An architecture where only a subset of the model’s parameters are “activated” for any given input. A router decides which “expert” sub-networks to use, rather than running the entire model. Enables larger total parameter counts with lower per-inference cost. GPT-4 is believed to be an MoE model; Mixtral and many other modern models use this approach.

Sparse Attention

Attention mechanisms that compute attention between only a subset of token pairs rather than all pairs — reducing the O(n²) compute cost of full attention. Various approaches: sliding window attention (Longformer), dilated attention, local+global combinations. Enables longer context windows.

State Space Models (SSMs) / Mamba

A family of architectures (Mamba, RWKV, S4) that handle sequential data with linear rather than quadratic scaling in sequence length. The computational alternative to transformers for long sequences. Whether SSMs can match transformer performance at scale is an active research question.

Zero-Shot, Few-Shot, Many-Shot

Zero-Shot

The model performs a task with no examples in the prompt — just instructions. “Translate this to Spanish: [sentence].” Tests whether capabilities are truly general.

Few-Shot

The model sees a few examples of input/output pairs before being asked to perform the task.
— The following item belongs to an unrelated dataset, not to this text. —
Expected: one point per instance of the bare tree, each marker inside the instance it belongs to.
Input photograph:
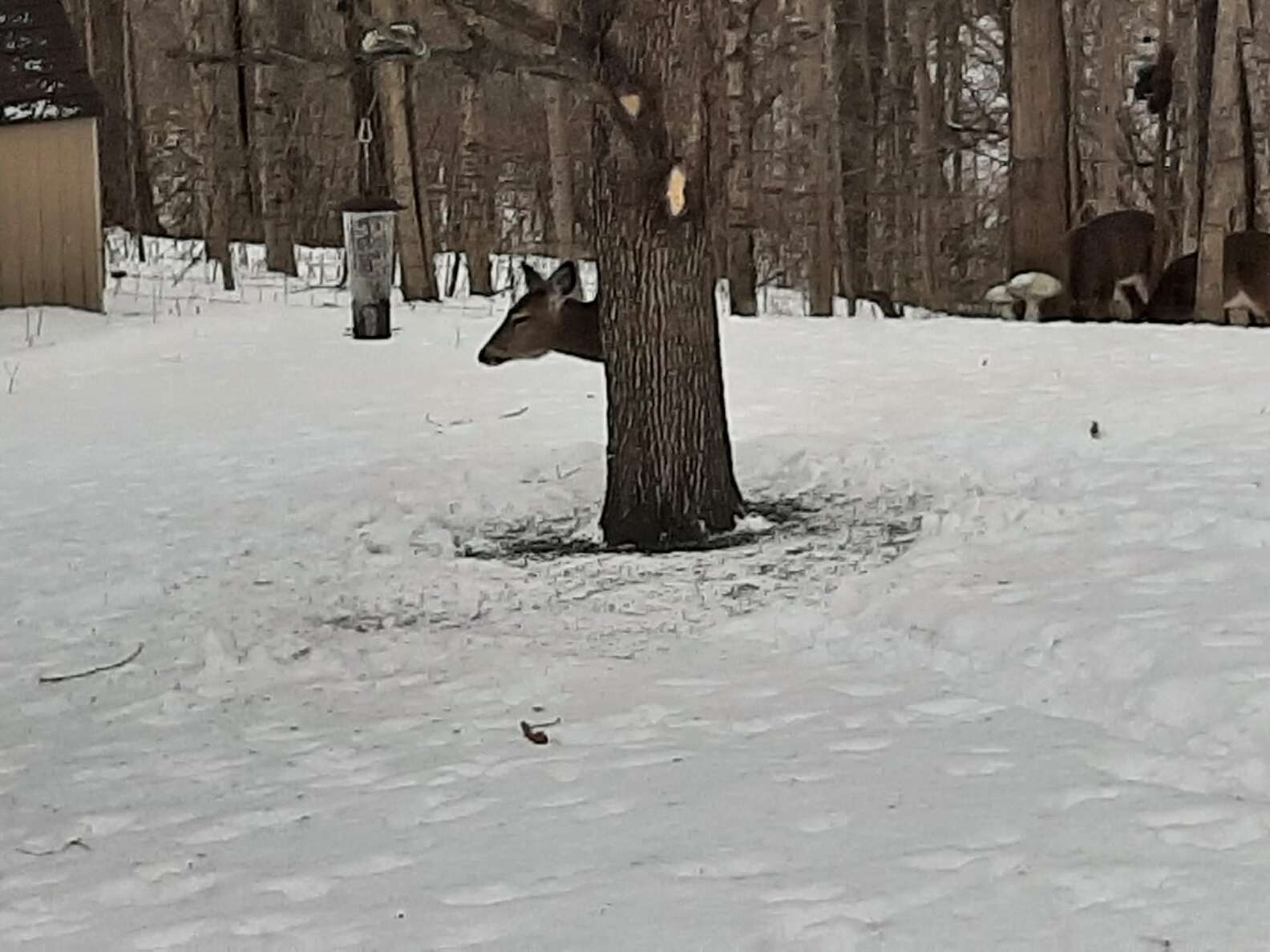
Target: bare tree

Often dramatically improves performance on tasks the model struggles with zero-shot. Adding examples to prompts is one of the highest-leverage prompting techniques.

Many-Shot / In-Context Learning

As context windows have grown, “many-shot” learning — providing dozens or hundreds of examples in the prompt — has become practical. Research shows that performance continues improving with more examples up to surprisingly high counts. A qualitatively different regime from traditional few-shot.

This glossary will be updated as terminology evolves. AI moves fast; definitions do too.